Our March 2017 Artifact of the Month is one of the earliest known examples of a night football, a circa 1932 Wilson Collegiate FBAW Houston, Texas high school trophy ball. The ball bears the score of a game played between two Houston high schools, the John H. Reagan Bulldogs and the Charles H. Milby Buffs on November 2, 1933. The ball also includes the names of each teams starting eleven, their coaches, and the game officials.
Constructed in 1926, John Reagan High School was renovated and renamed Heights High School in 2016. Also founded in 1926, the original Charles H. Milby High School was torn down in 2014 to make way for new school campus buildings.

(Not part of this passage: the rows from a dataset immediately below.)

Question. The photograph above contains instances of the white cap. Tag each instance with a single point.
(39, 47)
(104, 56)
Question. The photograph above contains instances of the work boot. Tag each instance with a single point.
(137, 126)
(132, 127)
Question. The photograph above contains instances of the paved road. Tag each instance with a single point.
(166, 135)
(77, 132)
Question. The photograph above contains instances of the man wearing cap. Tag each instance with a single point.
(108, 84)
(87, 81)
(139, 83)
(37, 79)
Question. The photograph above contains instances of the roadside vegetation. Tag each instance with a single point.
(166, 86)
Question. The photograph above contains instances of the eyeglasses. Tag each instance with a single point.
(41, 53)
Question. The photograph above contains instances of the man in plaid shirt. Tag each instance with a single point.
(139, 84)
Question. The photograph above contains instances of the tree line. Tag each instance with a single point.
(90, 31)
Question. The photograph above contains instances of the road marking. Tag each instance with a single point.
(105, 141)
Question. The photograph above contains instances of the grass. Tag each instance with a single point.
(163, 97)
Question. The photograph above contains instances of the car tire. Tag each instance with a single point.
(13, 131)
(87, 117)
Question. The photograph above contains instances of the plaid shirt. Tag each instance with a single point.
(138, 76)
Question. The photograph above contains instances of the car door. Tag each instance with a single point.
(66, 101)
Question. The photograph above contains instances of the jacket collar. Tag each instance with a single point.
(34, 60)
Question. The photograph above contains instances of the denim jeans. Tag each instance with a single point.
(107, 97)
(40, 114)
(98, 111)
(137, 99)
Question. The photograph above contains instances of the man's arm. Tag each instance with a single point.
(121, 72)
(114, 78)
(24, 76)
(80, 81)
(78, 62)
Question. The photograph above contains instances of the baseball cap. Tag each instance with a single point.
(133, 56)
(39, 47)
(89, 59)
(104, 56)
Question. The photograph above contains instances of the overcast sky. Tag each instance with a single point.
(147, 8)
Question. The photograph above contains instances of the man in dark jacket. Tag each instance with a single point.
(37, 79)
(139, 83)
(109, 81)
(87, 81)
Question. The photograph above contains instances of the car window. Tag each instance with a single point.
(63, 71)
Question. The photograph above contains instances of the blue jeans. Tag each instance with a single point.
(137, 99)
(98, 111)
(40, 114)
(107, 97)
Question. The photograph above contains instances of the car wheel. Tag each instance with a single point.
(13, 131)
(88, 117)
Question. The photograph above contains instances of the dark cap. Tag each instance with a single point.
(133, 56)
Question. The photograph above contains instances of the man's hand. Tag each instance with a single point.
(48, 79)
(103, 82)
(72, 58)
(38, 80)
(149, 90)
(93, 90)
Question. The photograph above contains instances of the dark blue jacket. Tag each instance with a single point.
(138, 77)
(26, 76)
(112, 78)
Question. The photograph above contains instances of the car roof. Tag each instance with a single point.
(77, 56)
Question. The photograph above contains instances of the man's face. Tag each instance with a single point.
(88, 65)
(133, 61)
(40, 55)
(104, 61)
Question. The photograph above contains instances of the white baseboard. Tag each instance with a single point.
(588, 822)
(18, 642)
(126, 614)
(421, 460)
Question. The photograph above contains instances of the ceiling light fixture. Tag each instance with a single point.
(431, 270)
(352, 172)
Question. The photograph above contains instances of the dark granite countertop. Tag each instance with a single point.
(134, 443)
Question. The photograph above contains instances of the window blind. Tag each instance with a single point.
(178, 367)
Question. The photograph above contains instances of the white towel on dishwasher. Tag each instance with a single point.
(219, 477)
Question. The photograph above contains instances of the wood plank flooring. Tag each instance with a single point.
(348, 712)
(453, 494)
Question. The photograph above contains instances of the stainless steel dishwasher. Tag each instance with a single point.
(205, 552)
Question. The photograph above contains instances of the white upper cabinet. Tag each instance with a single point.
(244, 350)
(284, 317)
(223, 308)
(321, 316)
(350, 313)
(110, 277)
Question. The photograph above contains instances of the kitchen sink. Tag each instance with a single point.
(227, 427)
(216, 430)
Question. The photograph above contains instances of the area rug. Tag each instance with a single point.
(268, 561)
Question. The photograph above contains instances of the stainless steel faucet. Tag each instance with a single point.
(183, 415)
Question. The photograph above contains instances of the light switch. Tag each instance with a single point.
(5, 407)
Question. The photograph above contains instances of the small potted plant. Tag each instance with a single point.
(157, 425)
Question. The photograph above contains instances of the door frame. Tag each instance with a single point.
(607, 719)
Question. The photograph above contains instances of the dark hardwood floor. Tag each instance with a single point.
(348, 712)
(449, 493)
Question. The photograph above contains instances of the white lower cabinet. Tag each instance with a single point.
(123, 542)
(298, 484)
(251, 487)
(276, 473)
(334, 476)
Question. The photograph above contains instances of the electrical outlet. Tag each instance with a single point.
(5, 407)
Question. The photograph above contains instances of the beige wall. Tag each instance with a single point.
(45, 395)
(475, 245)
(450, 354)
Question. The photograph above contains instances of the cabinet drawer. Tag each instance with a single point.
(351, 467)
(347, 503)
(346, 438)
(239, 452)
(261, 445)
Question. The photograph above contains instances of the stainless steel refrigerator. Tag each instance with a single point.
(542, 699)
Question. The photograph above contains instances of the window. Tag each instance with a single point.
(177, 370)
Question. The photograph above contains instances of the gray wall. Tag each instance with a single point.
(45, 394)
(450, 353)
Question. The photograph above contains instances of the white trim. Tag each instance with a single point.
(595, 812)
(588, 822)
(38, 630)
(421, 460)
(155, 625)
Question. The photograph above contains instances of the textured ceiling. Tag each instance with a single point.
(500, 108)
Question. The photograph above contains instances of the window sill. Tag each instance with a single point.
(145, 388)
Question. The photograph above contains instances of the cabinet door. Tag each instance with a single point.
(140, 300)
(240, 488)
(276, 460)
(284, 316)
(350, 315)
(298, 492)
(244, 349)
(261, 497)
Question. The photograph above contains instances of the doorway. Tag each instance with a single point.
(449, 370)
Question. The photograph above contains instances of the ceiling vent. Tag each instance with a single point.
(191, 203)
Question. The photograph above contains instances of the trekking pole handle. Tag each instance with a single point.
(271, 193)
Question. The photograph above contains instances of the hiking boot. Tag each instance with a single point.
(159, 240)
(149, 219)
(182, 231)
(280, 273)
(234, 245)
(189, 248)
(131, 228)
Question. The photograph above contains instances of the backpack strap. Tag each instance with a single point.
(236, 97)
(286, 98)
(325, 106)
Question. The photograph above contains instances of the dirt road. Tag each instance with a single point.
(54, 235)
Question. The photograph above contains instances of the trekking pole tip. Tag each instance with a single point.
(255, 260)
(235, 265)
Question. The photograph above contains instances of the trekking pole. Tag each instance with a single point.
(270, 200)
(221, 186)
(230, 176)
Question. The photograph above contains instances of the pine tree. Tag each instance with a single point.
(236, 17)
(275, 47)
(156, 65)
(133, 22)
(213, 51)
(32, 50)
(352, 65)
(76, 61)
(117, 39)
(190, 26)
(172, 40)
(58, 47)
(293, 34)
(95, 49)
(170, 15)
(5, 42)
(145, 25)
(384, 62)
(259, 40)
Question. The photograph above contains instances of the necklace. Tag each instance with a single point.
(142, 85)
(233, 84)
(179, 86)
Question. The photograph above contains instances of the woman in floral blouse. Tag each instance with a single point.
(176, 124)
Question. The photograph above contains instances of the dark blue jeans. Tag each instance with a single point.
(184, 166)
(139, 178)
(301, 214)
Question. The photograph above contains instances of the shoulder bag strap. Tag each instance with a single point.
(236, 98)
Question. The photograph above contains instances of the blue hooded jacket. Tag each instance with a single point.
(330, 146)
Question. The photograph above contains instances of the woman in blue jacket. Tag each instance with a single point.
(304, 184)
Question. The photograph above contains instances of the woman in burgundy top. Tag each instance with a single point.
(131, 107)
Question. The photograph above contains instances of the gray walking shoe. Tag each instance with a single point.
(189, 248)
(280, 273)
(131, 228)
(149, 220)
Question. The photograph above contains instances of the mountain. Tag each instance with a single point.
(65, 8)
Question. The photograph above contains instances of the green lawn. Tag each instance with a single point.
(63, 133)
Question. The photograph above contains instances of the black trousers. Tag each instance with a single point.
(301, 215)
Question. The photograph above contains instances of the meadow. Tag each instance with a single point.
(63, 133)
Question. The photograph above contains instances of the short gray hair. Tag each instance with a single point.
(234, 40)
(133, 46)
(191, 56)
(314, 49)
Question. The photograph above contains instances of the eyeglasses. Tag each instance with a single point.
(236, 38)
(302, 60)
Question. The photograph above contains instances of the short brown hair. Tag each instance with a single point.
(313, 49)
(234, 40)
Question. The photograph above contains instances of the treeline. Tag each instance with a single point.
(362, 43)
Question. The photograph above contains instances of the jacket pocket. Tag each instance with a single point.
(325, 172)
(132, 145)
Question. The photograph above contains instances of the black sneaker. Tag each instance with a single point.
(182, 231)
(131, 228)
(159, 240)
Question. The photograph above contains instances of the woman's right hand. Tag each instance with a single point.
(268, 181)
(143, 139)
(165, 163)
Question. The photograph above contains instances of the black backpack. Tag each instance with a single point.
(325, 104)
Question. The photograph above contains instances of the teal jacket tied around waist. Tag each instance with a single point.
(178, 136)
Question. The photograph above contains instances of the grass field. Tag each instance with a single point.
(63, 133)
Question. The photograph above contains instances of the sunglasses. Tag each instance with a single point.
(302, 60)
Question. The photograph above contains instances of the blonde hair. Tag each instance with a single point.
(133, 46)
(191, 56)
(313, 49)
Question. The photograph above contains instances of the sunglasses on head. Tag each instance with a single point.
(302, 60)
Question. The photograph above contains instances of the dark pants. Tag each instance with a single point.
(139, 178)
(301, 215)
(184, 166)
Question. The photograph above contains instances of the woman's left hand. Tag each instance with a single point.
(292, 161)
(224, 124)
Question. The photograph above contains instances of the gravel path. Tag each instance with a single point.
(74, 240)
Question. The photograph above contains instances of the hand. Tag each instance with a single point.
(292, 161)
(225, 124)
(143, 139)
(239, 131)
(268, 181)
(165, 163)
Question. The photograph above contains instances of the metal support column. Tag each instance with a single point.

Nowhere in the country are high school football fans more passionate than in the state of Texas. Night games under the lights are community events attended by tens of thousands of fans. Although the Reagan-Milby game took place on a Thursday rather than a Friday night, the ball is an incredible relic from the early days of Texas high school football.
According to the 1932 Wilson advertisement, the "pearl elk hide" white FBAW ball could be differentiated from other manufacturers balls that were "merely painted white." The FBAW featured a recessed, rubber-encased valve that was protected by a leather dust cap which is remarkably still intact on this example.